When we experience these five basic categories of taste, our favourite foods come alive with personality.
Those of us with a sweet tooth look forward to the words “Dessert is served.” But it doesn’t take dessert to satisfy a sweet tooth. Some people enjoy foods naturally sweet, such as honey, mango, carrots, milk, raisins and dates.
Sometimes you have to take the bitter with the sweet. Even though it seems counterintuitive, many of us enjoy bitter foods and beverages, including coffee, unsweetened cocoa, marmalade, beer and bitters. And with a touch of a sweet ingredient such as honey or cane syrup to take the edge off, bitter doesn’t seem so bad.

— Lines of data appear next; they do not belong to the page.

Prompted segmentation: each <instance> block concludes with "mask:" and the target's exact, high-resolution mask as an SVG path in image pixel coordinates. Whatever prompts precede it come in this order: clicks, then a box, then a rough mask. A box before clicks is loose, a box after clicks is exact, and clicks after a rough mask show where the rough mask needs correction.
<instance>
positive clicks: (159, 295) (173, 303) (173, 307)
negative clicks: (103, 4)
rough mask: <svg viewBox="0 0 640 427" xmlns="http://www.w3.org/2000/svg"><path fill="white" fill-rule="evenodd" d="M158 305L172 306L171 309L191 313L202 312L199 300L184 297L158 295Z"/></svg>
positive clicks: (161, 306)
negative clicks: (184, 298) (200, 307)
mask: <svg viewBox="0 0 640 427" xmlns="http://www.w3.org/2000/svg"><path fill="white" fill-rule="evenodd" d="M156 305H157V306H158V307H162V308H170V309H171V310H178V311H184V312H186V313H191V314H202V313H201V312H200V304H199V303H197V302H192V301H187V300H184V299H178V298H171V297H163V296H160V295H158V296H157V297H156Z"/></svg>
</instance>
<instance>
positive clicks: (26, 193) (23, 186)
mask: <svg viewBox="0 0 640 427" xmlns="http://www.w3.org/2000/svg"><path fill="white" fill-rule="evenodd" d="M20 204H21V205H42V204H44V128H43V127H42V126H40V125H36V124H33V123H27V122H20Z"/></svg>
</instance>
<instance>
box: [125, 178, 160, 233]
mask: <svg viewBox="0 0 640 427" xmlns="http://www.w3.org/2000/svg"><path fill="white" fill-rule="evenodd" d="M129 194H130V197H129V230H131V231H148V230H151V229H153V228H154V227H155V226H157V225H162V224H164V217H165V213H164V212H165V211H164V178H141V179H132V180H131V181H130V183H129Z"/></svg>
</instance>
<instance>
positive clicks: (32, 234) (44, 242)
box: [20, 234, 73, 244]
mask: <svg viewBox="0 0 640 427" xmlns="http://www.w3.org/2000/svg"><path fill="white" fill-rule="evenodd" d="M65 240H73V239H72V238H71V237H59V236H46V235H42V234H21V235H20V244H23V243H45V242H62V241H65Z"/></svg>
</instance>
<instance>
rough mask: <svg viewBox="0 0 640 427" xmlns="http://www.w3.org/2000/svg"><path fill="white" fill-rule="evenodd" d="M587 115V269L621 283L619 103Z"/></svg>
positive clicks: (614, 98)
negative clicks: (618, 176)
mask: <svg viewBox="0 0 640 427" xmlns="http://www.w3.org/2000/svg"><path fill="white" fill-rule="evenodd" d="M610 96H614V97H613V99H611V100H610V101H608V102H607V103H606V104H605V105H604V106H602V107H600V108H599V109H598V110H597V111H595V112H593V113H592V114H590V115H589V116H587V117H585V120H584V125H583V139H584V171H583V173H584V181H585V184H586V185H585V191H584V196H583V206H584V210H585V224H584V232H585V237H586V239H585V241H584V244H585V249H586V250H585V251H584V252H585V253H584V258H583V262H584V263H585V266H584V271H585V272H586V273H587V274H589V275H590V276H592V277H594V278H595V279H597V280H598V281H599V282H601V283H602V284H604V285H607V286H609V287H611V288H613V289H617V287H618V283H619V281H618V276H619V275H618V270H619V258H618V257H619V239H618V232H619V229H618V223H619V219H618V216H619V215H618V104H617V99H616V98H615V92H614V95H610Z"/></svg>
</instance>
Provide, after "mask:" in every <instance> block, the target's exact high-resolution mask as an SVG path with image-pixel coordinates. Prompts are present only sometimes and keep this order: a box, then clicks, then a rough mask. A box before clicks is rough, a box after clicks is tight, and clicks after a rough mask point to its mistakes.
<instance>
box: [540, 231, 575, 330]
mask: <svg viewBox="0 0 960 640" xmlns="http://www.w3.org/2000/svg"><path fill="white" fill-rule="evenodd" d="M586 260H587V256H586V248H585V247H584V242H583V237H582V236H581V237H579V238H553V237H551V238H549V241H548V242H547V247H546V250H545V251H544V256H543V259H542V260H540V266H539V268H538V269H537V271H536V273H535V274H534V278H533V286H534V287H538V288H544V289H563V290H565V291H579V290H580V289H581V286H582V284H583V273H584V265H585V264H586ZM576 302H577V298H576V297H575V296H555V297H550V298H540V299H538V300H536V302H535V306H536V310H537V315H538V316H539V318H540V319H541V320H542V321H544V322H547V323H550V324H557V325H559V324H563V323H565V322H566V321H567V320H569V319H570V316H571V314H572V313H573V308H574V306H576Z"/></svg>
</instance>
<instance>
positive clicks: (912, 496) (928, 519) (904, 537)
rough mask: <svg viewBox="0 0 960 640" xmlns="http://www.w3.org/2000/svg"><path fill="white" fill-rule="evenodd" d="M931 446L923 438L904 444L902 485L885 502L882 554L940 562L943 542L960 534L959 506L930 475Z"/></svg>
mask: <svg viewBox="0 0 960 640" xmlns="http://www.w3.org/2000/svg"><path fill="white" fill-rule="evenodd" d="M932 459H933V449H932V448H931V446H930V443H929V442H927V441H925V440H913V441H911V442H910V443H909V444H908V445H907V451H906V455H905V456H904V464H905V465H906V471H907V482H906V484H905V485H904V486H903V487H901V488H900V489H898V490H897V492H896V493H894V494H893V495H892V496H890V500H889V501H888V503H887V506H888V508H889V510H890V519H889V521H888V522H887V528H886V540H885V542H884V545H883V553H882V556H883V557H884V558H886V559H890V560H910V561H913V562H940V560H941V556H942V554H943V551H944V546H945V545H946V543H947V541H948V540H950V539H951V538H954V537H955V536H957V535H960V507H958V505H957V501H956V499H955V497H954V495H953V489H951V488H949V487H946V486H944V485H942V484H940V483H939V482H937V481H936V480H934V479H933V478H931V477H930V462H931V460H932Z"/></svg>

The word immediately brings to mind some of our much-loved snacks and main dishes. Cheese and crackers, mixed nuts and many of our favourite recipes taste better with a little dash of salt.
It’s the acidic taste in foods. Some foods such as fruit are just naturally sour. Take grapefruit, lemons, cranberries and kumquats, for example. The sweet news about sour ingredients such as lemon and vinegar is that they can balance out other flavours in food.
In Japanese, the word means “delicious,” and umami is best compared to the savoury taste of meat. You’ll find the taste of umami in aged cheeses, asparagus, poultry, red meat, ripe tomatoes, mushrooms, soy sauce, grains and beans.
When we combine seemingly contrasting flavours, our food takes on a new, more interesting personality. Here are just a few ways we combine some of the five basic tastes in recipes:
Peanut butter and strawberry preserves. Home baked French fries with organic ketchup. Melon with prosciutto. These are just a few of our favourites. You can make your own snack mix with dried goji berries (or other berries), dark chocolate chips, Kashi* Nutty Chia Flax cereal (naturally sweet) and your favourite nuts. Nuts on their own can be the perfect salt-sweet combo, as well. Try combining small spoonful’s of rosemary, salt and cayenne with Demerara sugar in a small bowl and use it to coat your favourite nuts to create a classic crunchy appetizer.
Many Asian foods combine sweet, sour, salty and bitter with a good dose of spice thrown in. Traditional recipes say it all — coconut and lime soup, pad Thai with sweet vegetables, chicken stewed in soy sauce and sweet jasmine rice. Even the condiments throw in sweet and sour — sweet chili sauce and salty fish sauce.
Indian cooking is similar to Asian because it incorporates many tastes at once, including sweet and bitter along with colourful spices such as the traditional curry. Cumin seeds, a key ingredient in curry recipes, give Indian dishes a bitter, nutty taste and a powerful aroma that many people associate with Indian food. A good curry recipe could also include sweeter spices such as ginger and cinnamon, and contrasting spices like mustard, dried chilies and fennel seeds.
Classic tomato soup with grilled cheese sandwiches, tofu stuffed peppers, bread pudding — there’s just something about the contrasting combination of sweet and savoury that tickles our taste buds.
It’s earthy, savoury and rich to the taste. Chefs braise, roast, stew and sear meats to bring out the umami. For example, searing creates a well-done crust on the outside of fish. Any food that’s aged, fermented or cured —including cured meats, sourdough bread and wine — also tends to be rich in this taste.